SFGH 2.10 AM Report Pearls: Radiation-Induced Lung Injury and TLS

Radiation-Induced Lung Injury

— Populations at risk are those who have undergone thoracic or neck irradiation. Interestingly, animal and human studies suggest a role for genetic susceptibility to irradiation injury. Polymorphisms in MTHFR and ATM genes have been associated with an increased risk of radiation pneumonitis. There is increased risk with the dose and volume of the lung exposed to radiation.

— In addition, some chemotherapy agents are sensitizers to radiotherapy and are associated with a higher risk of developing radiation-induced lung injury. Specifically, concurrent and induction versus sequential chemotherapy increases the risk. Identified agents include: doxorubicin, taxanes, cyclophosphamide, vincristine, mitomycin, bleomycin, gemcitabine, and bevacizumab.

— Radiation-induced lung injury consists of both radiation pneumonitis as well as fibrosis. Less commonly, areas of the lung outside of the radiation port can be involved and appear to be c/w a hypersensitivity reaction.
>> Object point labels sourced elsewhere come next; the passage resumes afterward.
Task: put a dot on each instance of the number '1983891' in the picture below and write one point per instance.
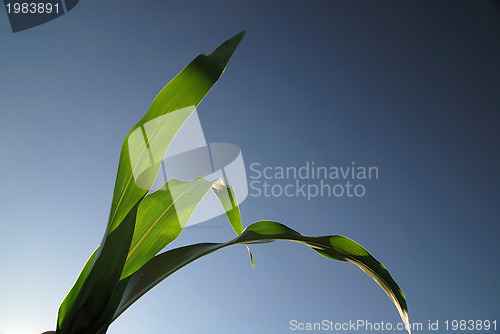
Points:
(32, 8)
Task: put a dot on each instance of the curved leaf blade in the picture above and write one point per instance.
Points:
(141, 154)
(334, 247)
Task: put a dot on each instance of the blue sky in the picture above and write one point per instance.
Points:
(409, 87)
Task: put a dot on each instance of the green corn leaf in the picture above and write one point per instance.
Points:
(334, 247)
(227, 198)
(161, 217)
(100, 282)
(141, 155)
(146, 144)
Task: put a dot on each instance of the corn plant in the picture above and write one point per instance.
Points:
(141, 222)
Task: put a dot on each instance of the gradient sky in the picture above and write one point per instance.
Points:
(412, 87)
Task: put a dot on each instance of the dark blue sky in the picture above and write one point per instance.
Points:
(412, 87)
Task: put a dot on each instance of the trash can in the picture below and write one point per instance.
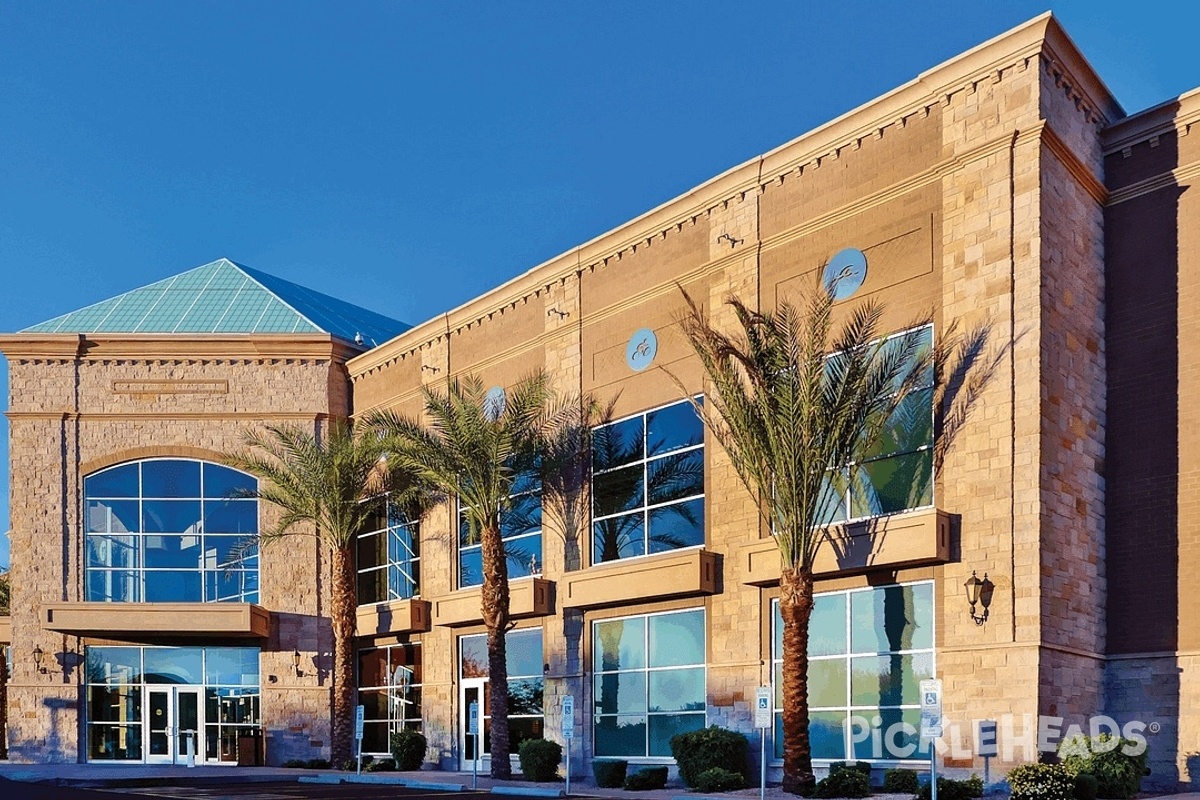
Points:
(250, 750)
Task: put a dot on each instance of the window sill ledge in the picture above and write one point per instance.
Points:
(527, 597)
(141, 621)
(678, 573)
(394, 617)
(913, 539)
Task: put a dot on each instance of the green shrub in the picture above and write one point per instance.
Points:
(900, 781)
(1086, 786)
(539, 759)
(859, 767)
(844, 783)
(648, 777)
(408, 750)
(610, 773)
(951, 789)
(697, 751)
(715, 779)
(1117, 775)
(1041, 782)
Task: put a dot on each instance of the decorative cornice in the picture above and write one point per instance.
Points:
(1175, 178)
(93, 416)
(1038, 41)
(1078, 169)
(174, 347)
(1180, 114)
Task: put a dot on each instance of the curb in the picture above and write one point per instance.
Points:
(532, 792)
(381, 780)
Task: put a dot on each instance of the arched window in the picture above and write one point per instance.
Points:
(171, 530)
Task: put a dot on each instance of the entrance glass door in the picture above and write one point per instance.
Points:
(473, 690)
(174, 721)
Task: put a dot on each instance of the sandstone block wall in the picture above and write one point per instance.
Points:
(100, 402)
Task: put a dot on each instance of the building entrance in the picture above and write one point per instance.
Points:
(174, 723)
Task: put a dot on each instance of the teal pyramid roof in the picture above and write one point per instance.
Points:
(226, 298)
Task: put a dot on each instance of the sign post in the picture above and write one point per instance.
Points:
(988, 747)
(568, 733)
(473, 729)
(763, 717)
(359, 715)
(931, 726)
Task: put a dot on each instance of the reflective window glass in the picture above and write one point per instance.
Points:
(232, 666)
(619, 644)
(171, 479)
(869, 649)
(112, 516)
(223, 482)
(171, 516)
(113, 666)
(897, 473)
(617, 444)
(649, 681)
(617, 537)
(172, 587)
(677, 638)
(681, 524)
(523, 651)
(648, 495)
(672, 428)
(520, 530)
(893, 618)
(231, 516)
(173, 552)
(114, 482)
(161, 529)
(621, 693)
(174, 665)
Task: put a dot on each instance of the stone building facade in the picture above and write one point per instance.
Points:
(1003, 190)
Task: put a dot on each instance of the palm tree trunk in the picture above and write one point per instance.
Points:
(796, 609)
(496, 617)
(4, 703)
(342, 613)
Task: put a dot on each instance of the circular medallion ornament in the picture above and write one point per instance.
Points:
(493, 402)
(642, 347)
(845, 272)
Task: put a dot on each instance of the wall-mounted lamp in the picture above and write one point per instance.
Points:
(979, 594)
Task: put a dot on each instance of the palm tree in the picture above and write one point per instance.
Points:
(5, 594)
(481, 449)
(797, 405)
(334, 485)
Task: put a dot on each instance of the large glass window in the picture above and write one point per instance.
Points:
(171, 530)
(117, 684)
(520, 529)
(648, 681)
(648, 483)
(390, 692)
(869, 649)
(898, 473)
(526, 683)
(389, 557)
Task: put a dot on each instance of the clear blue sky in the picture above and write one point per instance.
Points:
(407, 156)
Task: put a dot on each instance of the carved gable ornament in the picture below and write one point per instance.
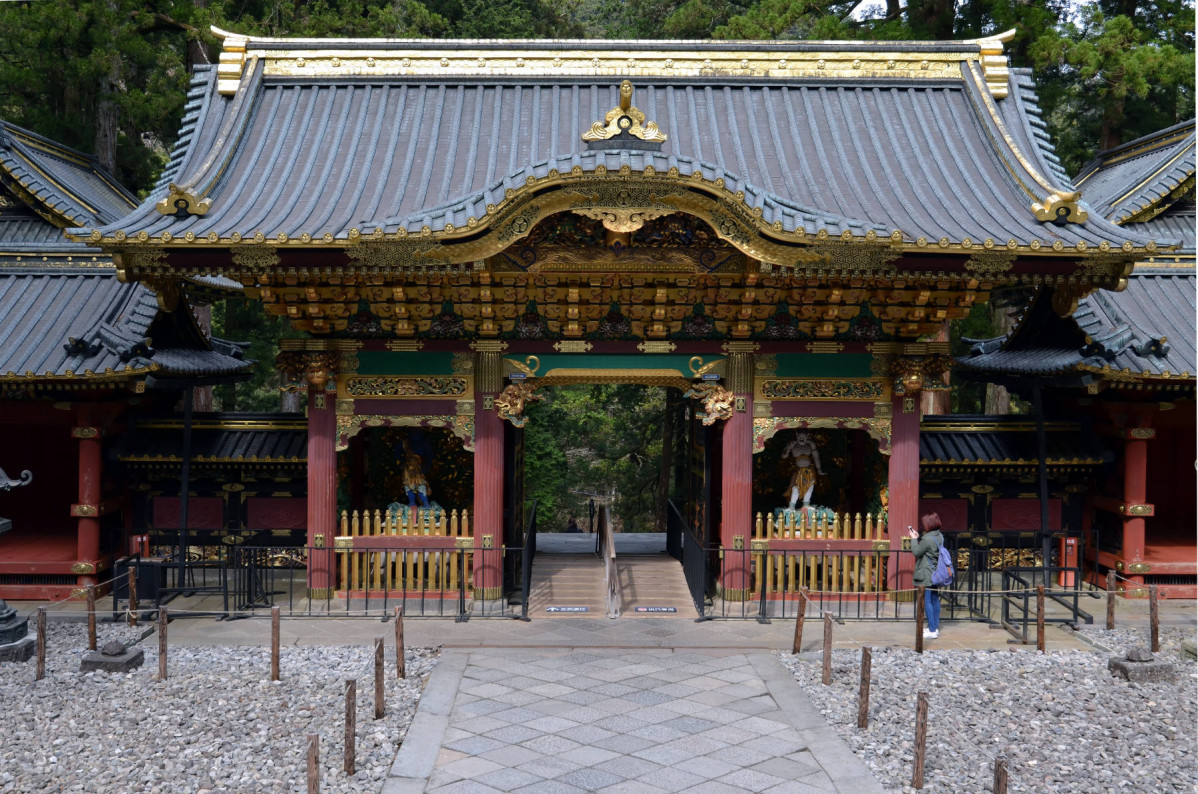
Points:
(624, 127)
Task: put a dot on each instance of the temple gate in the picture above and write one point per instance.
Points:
(776, 229)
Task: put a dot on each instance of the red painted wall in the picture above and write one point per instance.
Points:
(53, 456)
(278, 513)
(203, 513)
(1022, 515)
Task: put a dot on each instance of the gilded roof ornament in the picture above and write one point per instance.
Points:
(623, 123)
(1060, 207)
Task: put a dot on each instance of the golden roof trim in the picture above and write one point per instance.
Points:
(579, 58)
(713, 191)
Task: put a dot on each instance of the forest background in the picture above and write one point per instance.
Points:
(109, 77)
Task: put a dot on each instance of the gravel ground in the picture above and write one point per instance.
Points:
(216, 725)
(1063, 722)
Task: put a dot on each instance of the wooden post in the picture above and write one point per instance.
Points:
(863, 698)
(1154, 619)
(162, 643)
(917, 780)
(133, 598)
(1040, 618)
(999, 775)
(41, 643)
(91, 617)
(919, 619)
(400, 665)
(313, 763)
(798, 620)
(274, 643)
(827, 648)
(1111, 600)
(351, 699)
(379, 709)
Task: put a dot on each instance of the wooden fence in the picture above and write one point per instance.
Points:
(841, 552)
(412, 551)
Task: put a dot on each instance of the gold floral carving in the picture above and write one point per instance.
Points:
(348, 426)
(718, 401)
(405, 387)
(991, 262)
(622, 208)
(394, 255)
(255, 258)
(814, 389)
(764, 429)
(624, 119)
(510, 402)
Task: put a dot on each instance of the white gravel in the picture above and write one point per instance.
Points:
(216, 725)
(1063, 722)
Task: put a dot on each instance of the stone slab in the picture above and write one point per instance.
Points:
(95, 660)
(1138, 672)
(18, 652)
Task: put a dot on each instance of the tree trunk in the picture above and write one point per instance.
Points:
(663, 511)
(931, 19)
(201, 399)
(998, 400)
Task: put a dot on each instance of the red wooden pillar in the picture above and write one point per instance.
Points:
(1136, 505)
(488, 473)
(321, 491)
(903, 484)
(736, 482)
(86, 510)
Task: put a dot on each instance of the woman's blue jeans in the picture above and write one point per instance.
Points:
(932, 607)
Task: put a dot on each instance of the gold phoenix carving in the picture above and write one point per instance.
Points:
(627, 119)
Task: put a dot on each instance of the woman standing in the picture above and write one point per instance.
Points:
(926, 547)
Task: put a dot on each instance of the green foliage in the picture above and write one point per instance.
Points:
(243, 320)
(587, 440)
— Diagnosis is based on the correlation of signs/symptoms with the timing of radiation and the pattern of radiographic changes.

— Symptoms = dyspnea, non-productive cough, (pleuritic) chest pain, fever (rare), and fatigue. The symptoms are typically subacute and develop 4-12 weeks following irradiation. The time course for radiation fibrosis is chronic and symptoms typically develop 6-12 months after radiation.

— Imaging: CXR may show nonspecific opacities and can show volume loss. CT shows patchy alveolar ground glass opacities or scattered consolidations.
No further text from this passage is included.